Generative AI model 150 is representative of a deep learning model trained in image generation or generative pretrained transformer (GPT) computing model or architecture, such as Dall-E or GPT-4/4V. Generative AI model 150 is hosted by one or more computing services which provide services by which application 120 can communicate with generative AI model 150, such as an application programming interface (API). In communicating with application 120, generative AI model 150 may send and receive information (e.g., prompts and replies to prompts) in data objects, such as JavaScript Object Notation (JSON) objects.
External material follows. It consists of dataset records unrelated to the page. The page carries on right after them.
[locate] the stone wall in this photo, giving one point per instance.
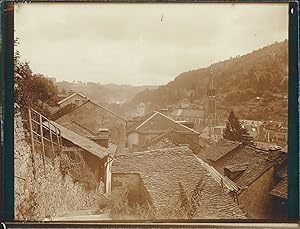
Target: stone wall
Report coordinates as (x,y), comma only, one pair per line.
(43,192)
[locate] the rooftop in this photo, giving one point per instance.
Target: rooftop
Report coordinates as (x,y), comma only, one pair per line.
(161,170)
(157,121)
(219,149)
(281,189)
(250,161)
(188,112)
(82,142)
(71,96)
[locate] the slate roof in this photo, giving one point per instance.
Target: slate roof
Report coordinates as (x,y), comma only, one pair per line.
(71,96)
(281,189)
(161,170)
(155,120)
(219,149)
(98,106)
(82,142)
(188,112)
(174,138)
(259,161)
(78,129)
(237,167)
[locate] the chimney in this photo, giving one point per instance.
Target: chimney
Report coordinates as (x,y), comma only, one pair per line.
(103,137)
(164,111)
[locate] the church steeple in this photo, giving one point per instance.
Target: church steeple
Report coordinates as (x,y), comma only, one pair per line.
(211,103)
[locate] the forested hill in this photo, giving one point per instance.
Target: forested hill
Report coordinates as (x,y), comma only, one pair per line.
(239,79)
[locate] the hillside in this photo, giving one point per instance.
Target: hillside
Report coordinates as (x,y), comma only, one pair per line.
(104,93)
(239,80)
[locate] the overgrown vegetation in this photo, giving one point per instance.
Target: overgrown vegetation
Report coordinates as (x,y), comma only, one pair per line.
(182,206)
(32,90)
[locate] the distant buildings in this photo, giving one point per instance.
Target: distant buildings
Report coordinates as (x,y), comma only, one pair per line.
(272,134)
(259,174)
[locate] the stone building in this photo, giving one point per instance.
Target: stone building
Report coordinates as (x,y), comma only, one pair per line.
(88,118)
(255,171)
(142,130)
(98,157)
(40,189)
(153,178)
(76,98)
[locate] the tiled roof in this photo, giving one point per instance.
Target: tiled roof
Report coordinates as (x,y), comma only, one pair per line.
(133,124)
(71,96)
(163,143)
(237,167)
(174,138)
(219,149)
(259,162)
(158,121)
(89,101)
(78,129)
(82,142)
(281,189)
(188,112)
(162,170)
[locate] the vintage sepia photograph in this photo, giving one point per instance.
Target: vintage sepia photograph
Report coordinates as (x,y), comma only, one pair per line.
(153,111)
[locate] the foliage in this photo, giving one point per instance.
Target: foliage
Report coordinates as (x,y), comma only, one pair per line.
(239,80)
(234,130)
(121,209)
(32,90)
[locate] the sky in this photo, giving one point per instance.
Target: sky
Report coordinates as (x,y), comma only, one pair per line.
(141,44)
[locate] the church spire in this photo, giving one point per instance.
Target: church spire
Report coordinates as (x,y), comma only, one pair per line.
(211,103)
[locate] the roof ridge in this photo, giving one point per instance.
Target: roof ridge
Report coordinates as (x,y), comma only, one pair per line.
(72,95)
(154,150)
Generative AI model 150 may be implemented in the context of one or more server computers co-located or distributed across one or more data centers.

Segmentation model 170 is representative of a deep learning or neural network-based model for analysis of visual content, including segmentation of an image according to a semantic understanding of the image. Using its semantic understanding, segmentation model 170 categorizes distinct, meaningful objects or regions within an image to generate a segmentation map of the image. The segmentation map provides a pixel-wise understanding of the spatial distribution of different objects or regions within an image. Based on its semantic understanding capabilities, segmentation model 170 recognizes patterns, textures, and shapes that are indicative of different objects or regions. The segmentation map generated by segmentation model 170 includes a pixel-wise classification which assigns each pixel in the image to a segment. In various implementations, the segmentation model 170 returns a label or classification of each segment along with a delineation of segment boundaries. Segmentation model 170 may communicate with application 120 to receive images and return segmentation maps via an API hosted by the model or a service hosting the model.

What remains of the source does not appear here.